Raman microspectroscopy and machine learning for use in identifying radiation-induced lung toxicity

OBJECTIVE: In this work, we explore and develop a method that uses Raman spectroscopy to measure and differentiate radiation induced toxicity in murine lungs with the goal of setting the foundation for a predictive disease model. METHODS: Analysis of Raman tissue data is achieved through a combination of techniques. We first distinguish between tissue measurements and air pockets in the lung by using group and basis restricted non-negative matrix factorization. We then analyze the tissue spectra using sparse multinomial logistic regression to discriminate between fibrotic gradings. Model validation is achieved by splitting the data into a training set containing 70% of the data and a test set with the remaining 30%; classification accuracy is used as the performance metric. We also explore several other potential classification tasks wherein the response considered is the grade of pneumonitis and fibrosis sickness.
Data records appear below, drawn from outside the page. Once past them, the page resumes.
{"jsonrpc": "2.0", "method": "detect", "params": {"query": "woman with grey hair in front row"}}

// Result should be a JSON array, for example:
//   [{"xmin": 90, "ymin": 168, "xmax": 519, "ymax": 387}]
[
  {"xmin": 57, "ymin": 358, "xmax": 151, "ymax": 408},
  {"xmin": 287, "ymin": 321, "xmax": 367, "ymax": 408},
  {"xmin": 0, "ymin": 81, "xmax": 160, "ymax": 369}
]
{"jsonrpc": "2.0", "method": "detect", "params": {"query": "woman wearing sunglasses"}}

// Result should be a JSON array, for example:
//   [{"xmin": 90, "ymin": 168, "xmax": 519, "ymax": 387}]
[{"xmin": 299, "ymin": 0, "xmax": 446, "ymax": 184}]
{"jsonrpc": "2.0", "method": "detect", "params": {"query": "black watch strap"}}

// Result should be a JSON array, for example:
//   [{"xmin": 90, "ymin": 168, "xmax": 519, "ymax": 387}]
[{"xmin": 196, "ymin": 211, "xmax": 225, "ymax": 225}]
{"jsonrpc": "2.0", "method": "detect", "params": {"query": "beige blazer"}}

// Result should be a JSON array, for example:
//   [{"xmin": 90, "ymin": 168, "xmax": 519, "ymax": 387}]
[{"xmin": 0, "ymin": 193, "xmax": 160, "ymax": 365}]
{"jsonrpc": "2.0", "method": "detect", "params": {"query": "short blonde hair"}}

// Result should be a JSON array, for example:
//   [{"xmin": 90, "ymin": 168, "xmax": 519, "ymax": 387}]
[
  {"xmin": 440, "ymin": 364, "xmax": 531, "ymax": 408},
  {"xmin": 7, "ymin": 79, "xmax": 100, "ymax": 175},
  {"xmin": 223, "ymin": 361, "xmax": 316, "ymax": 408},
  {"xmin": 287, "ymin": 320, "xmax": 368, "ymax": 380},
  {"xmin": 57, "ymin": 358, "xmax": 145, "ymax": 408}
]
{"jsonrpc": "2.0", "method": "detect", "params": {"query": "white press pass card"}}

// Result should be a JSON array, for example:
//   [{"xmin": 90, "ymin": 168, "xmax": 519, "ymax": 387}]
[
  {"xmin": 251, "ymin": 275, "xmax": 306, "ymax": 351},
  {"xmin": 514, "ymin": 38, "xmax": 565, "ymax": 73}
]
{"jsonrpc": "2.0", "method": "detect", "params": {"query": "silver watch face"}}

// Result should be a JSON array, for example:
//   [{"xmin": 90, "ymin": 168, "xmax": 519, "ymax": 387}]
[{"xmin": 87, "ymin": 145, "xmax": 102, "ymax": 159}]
RESULTS: A classification accuracy of 91.6% is achieved on the test set of fibrotic gradings, illustrating the ability of Raman measurements to detect differing levels of fibrotic disease among the murine lungs. It is also shown via further modeling that coarser consideration of fibrotic grading via binning (ie. ‘Low’, ‘Medium’, ‘High’) does not degrade performance. Finally, we consider preliminary models for pneumonitis discrimination using the same methodologies.